I avoid wood shavings solely because I heard cedar and one other type of wood is bad for rats .... Interestingly enough though paper based seems best? That seems counter intuitive but idk lol. Really rats aren't picky though. I use yesterday's news for litter and I tear up construction paper and inkless cardboard for regular bedding. You can use some cloth materials too as long as they aren't stringy.


----------



## VivDaRatLuver (Dec 26, 2020)

I would also avoid Wood because it can scratch and irritate hairless rats if you have them


----------



## CorbinDallasMyMan (Feb 24, 2017)

I've tried a lot of different types of substrate and my favorite so far is aspen wood shavings. Pine is also probably fine if it has been kiln-dried/heat treated. If the packaging doesn't tell you what kind of wood it is, I probably wouldn't feel comfortable using it. 

One of the types of aspen I use is sold in big bales as a horse bedding. It's very cheap but it's also very dusty. It's too dusty to use for rats so I use a mesh laundry basket to sift out the excess dust. It's great after that. I've started sifting all of my bedding, even the stuff that claims to be 99% dust free. I think it helps a lot.


----------



## VivDaRatLuver (Dec 26, 2020)

I will try that because i still notice a lot of dust on my air purifier filter.


----------



## 511958 (Feb 11, 2019)

CorbinDallasMyMan said:


> One of the types of aspen I use is sold in big bales as a horse bedding.


I've heard you mention that bedding before, what's it called? I've been looking into switching bedding for a while- I tried hemp, and it was fantastic but the shipping price was so expensive. Now I'm using Kaytee Clean and Cozy but it's really expensive as well. The aspen you use sounds great


----------



## VivDaRatLuver (Dec 26, 2020)

I am pretty sure aubiose cut shipping prices and added them to the sales price if that was the hemp you were using.


----------



## VivDaRatLuver (Dec 26, 2020)

Im not sure tho but the website said that last time I was on it tho


----------



## 511958 (Feb 11, 2019)

VivDaRatLuver said:


> I am pretty sure aubiose cut shipping prices and added them to the sales price if that was the hemp you were using.


I didn't see that! Thanks for letting me know


----------



## VivDaRatLuver (Dec 26, 2020)

No problem.


----------



## CorbinDallasMyMan (Feb 24, 2017)

Willow&Whiskers said:


> I've heard you mention that bedding before, what's it called?


I get Premium Horse Bedding from my local farm/feed shop, Fleet Farm. The giant 7 cubic foot bale is only about $6. It weighs about 40 pounds but almost 10 pounds of that is dust (it's really dusty). 
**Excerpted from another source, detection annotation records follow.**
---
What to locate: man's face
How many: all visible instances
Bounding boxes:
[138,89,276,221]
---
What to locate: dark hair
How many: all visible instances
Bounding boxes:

It's a shredded aspen product (not shavings). Shredded aspen is much finer pieces. Its like the snake aspen you can buy from the pet store. Because it's so fine, it's a bit dense and lays really flat.










I actually prefer to mix it 50/50 with Kaytee or So Phresh aspen shavings to give it more bulk and texture and to make it easier to forage through.


----------



## VivDaRatLuver (Dec 26, 2020)

That is really smart I have a horse and he uses that bedding so I will take some from his stash and try that.


----------



## Rex the Rat (Apr 7, 2020)

Since we're talking about bedding, does anyone know about this kind?: PittMoss® Prestige- Equine Bedding
I'm thinking of picking some up for the pets.


----------



## VivDaRatLuver (Dec 26, 2020)

I have never heard of it but it looks like a good bedding.


----------



## Rex the Rat (Apr 7, 2020)

I especially like the fact that it's recycled!


----------



## 511958 (Feb 11, 2019)

Rex the Rat said:


> Since we're talking about bedding, does anyone know about this kind?: PittMoss® Prestige- Equine Bedding
> I'm thinking of picking some up for the pets.


That looks really interesting- let me know if you do pick some up!


----------



## Creepy McSteezerson (Dec 30, 2020)

Edit: apparently I already said this but I can't delete sorry

Just throwing this out there but as far as substrate I don't use it at all. 🤷 Bedding yeah but they're happy with yesterday's news for litter and shredded construction paper/cardboard as long as they can climb, be mentally and physically stimulated and have warm spaces to hide (cloth hammocks). Keep their space clean and you're good. I mean yeah we all strive to better our pets but I just don't think pricey substrate is necessary personally.


----------



## Rex the Rat (Apr 7, 2020)

Creepy McSteezerson said:


> Just throwing this out there but as far as substrate I don't use it at all. 🤷 Bedding yeah but they're happy with yesterday's news for litter and shredded construction paper/cardboard as long as they can climb, be mentally and physically stimulated and have warm spaces to hide (cloth hammocks). Keep their space clean and you're good. I mean yeah we all strive to better our pets but I just don't think pricey substrate is necessary personally.


If that works for you then it's perfectly fine. I used to use Yesterday's News but since I've transitioned, I find that it's _way_ more enriching for the rats to have loose substrate and it's _way _cheaper.


----------



## VivDaRatLuver (Dec 26, 2020)

I have always used loose substrate but I tried fleece once. My rats destroyed it and I ended up spending a lot of money for liners that they also destroyed. I finally found one that they didn't want to destroy but they seemed bored because one of their favorite things to do is forage for food and dig in the bedding. I had their dig box inside and it just made a mess. I definitely think my rats are happier and it was cheaper to buy huge bales of aubiose ($105) that last 7 months than buying liners ($90) every two months or bedding ($30) every month. 
One year of Aubiose: $210
One year of Liners: $360
One year of Carefresh:$360
Even though the liners and pet bedding may seem to be cheaper, horse bedding is an amazing bang for your buck and works really well. My horse (Pepper) uses aubiose and he pees a river, but aubiose stays dry and doesn't smell too bad.


----------